Notes on cross-compiling Rust

One of my current hobby projects involves running Rust binaries on a Raspberry Pi. There are three computers involved: the Pi itself (ARMv7 Linux), my desktop (x86-64 Linux), and sometimes my laptop (x86-64 macOS).

The release of Cyberpunk 2077 means that my desktop will be spending more time booted into Windows, so I needed to figure out how to get the macOS machine to build binaries for ARMv7 Linux. I had hoped this would be straightforward because rustc is a native cross-compiler, and I've had good experiences with cross-compiling other modern languages (e.g. Go).

Unfortunately when I did a websearch for [cross-compiling rust] the results were universally terrible[1]. This page contains my notes on how to get cross-compilation working with either Cargo or Bazel, plus some suggestions for the rustup and rules_rust projects that could make cross-compilation simpler in the future.

Background

In the early days of software engineering, when high-level languages like C were just starting to displace assembly, compilers used build-time configuration to select a target platform. This meant that any given build of the compiler could only generate object code for a single platform. The concept of cross-compilation was introduced to describe compilers that could be built to run on Platform A but generate object code for Platform B.

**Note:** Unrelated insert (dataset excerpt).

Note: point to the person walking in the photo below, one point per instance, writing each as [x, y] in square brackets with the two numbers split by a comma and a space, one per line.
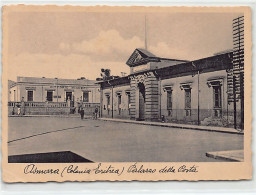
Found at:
[96, 113]
[82, 113]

Times change, and nowadays every major compiler[2] is what's called a "native cross compiler", allowing the target platform to be selected at runtime (e.g. with a CLI flag). This includes the Rust compiler rustc, which as of v1.48 supports well over a hundred distinct targets.

rustc --version
# rustc 1.48.0 (7eac88abb 2020-11-16)
rustc --print target-list | wc -l
# 156
rustc --print target-list | sort -R | head -n 10 | sort
# aarch64-apple-darwin
# i686-uwp-windows-msvc
# msp430-none-elf
# powerpc-unknown-linux-gnuspe
# powerpc-wrs-vxworks
# sparc64-unknown-linux-gnu
# sparc64-unknown-openbsd
# thumbv4t-none-eabi
# thumbv7a-pc-windows-msvc
# x86_64-pc-windows-msvc

In practice cross-compilation requires more than simply generating object code, but with a bit of effort from the toolchain developers it's possible to make this nearly seamless. Go is the gold standard here; it ships its own linker and the sources for its standard library, so a normal installation can directly build executables for any supported target.

Rustup and Cargo

The first build tool I tried is Cargo, which I installed with rustup. I dislike building with Cargo because it's primitive and inflexible, but since it's the official Rust build tool I hoped it would be the best documented.

# Cargo.toml

[package]
name = "helloworld"
version = "0.0.1"
edition = "2018"

[[bin]]
name = "helloworld"
path = "helloworld.rs"

Cargo uses the --target flag to enable cross-compilation.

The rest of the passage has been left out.